NASA's Ares I-X finally got off launchpad 39B at Kennedy Space Centre at 15:30 GMT today. The launch of the Ares I-X. Pic: NASA TV Following a scrubbed launch yesterday, and overnight thunderstorms, the Constellation programme trailblazer lifted off en route to an Atlantic splashdown at the end of a flight intended to "test and …
heritage vs legacy
Whats the difference?
Is it "heritage" when your strapped for cash and "legacy" when you want someone to buy new gear?
So...years late, we get a painted-over Shuttle solid fuel booster propelling a dummy second stage and avionics package into sub-orbital space and splashing down.
Sounds like a feeding trough for the contractors rather than anything seriously accomplished. We do need a low-earth orbial capability, with heavy-lift options, but this just doesn't look like it's making progress cost-effectively...

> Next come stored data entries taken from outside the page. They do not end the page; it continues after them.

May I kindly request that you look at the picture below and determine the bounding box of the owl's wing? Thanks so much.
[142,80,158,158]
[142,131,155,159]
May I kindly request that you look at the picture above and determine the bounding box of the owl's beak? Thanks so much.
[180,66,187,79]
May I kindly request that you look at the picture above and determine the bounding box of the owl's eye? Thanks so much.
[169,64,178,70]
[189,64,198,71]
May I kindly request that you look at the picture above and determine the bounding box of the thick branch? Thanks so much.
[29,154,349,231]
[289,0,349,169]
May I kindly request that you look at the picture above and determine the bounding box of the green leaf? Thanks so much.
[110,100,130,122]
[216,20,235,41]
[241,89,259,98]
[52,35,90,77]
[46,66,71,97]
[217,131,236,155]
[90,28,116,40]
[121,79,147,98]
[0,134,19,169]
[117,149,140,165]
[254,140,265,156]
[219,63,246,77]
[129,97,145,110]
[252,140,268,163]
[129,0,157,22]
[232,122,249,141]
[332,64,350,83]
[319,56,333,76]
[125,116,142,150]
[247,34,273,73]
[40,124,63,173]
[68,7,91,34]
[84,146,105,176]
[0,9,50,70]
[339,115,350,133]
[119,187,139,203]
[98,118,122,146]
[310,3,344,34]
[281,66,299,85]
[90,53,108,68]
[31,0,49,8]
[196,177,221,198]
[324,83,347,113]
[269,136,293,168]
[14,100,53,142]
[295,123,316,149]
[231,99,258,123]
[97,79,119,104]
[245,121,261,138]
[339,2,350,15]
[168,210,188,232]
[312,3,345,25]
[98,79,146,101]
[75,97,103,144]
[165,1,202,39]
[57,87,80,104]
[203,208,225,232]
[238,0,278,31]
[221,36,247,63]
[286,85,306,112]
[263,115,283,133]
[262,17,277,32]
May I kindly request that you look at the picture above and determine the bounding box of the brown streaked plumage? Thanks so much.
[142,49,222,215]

Norman Augustine is a twit.
It's obvious to anyone who actually thinks about it for more than a few seconds that "we" need this "trucking service" to low orbit as part of any serious attempt to get a permanent manned presence out into the solar system. Getting into orbit is the biggest energy expenditure required in space flight so it only makes sense to provide a system that's capable of doing that part as efficiently as possible. To me it sounds like he just wants to cut NASA's budget and he's using the "don't need this idea" as an excuse. A sensible appraisal would spend some time pointing out viable alternatives to perform the same role as Ares rather than saying it's not needed at all.
@ Robert Hill
'So...years late, we get a painted-over Shuttle solid fuel booster propelling a dummy second stage and avionics package into sub-orbital space and splashing down.'
Actually we got it just four years after the Ares project was first approved. N
ASA have had plenty of screw-ups since the Shuttle was finalised, a long period of indecision, but they've done well to get Ares up and flying this quickly. NASA needs a period of certainty where it can plan; if the Augustine panel's recommendations are followed it will be even longer before we can start doing new cool stuff.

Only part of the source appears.